Donc, vous dites qu’il y a un dialogue avec l’opposition, mais le mois dernier, l’un de vos principaux opposants, l’ex-président Ahmed Abdallah Sambi a été condamné à la prison à vie pour l’affaire dite de la « citoyenneté économique », soit le détournement allégué d’importantes sommes d’argents de la vente de passeports comoriens à des étrangers. Est-ce qu’il n’y a pas une contradiction entre cette condamnation et vos tentatives de dialogue avec l’opposition ?

Que dieu vous pardonne ! (rires) Quelqu’un qui a fait un acte anti-loi, on ne va pas le juger parce que c’est un ancien président, parce qu’il est opposant ?

Ses partisans dénoncent un procès politique…

Ils disent tout ce qu’ils veulent. Je l’ai déjà entendu. Moi, ça ne m’empêche pas de dormir. Mais ce qui a été fait, c’est au vu et au su de tout le monde. Parce qu’on est en train de voir un détournement d’argent. Donc, le président Sambi n’est pas au-dessus de la loi. D’ailleurs, il n’est pas le seul président à être jugé : en Afrique, en Asie, en Amérique, en Europe. Il a fait un acte ignoble. Moi, je ne voudrais pas que ce soit un exemple pour les autres. Enfin moi… la justice. Donc, c’est quelqu’un qui a violé la loi, qui a trahi le pays. Donc, il a été jugé et là, on prend le poste d’opposant ?
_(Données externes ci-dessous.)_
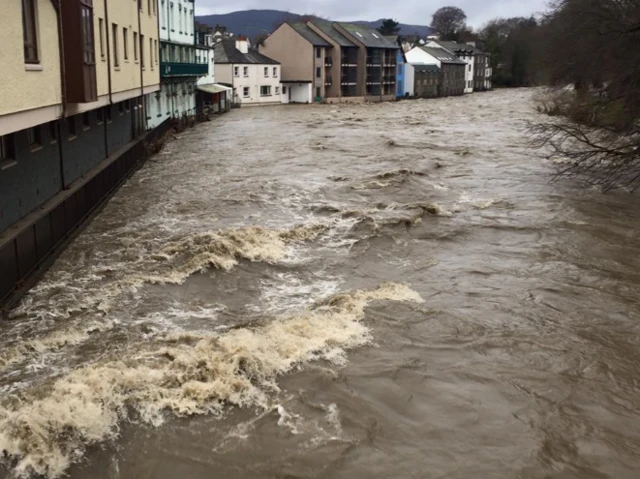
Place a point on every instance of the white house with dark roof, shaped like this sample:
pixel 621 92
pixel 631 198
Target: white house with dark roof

Mais c’est aussi un opposant. Est-ce que pour apaiser les relations avec l’opposition, est-ce que dans le cadre de ce dialogue que vous voulez mener avec l’opposition, vous pourriez envisager une mesure de grâce ou d’amnistie pour l’ex-président Sambi ?

Un opposant qui travaille avec moi, qui comprend. Mais l’opposant extrémiste n’a pas un effet de chantage. Il doit rentrer dans le dialogue. Et puis, effectivement, j’ai des prérogatives de grâce, je peux le faire. Mais, je ne veux pas le faire par chantage.

Vos relations avec Paris ne sont pas vraiment au beau fixe. Il y a toujours ce problème de l’île de Mayotte. Comment qualifieriez-vous vos relations avec la France et avec Emmanuel Macron ?

Elles sont au beau fixe. Même en famille, on se tire, ce n’est pas un problème, parce que, effectivement, il ne va plus dans l’émergence, donc ça veut dire qu’il y a un compromis. On s’est dit que, effectivement, voilà ce qui nous différencie, on le laisse de côté. On voit ce qui nous rassemble. La France et les Comores sont des partenaires. Sur ces problèmes-là, j’espère qu’on va trouver un consensus pour l’intérêt des deux pays.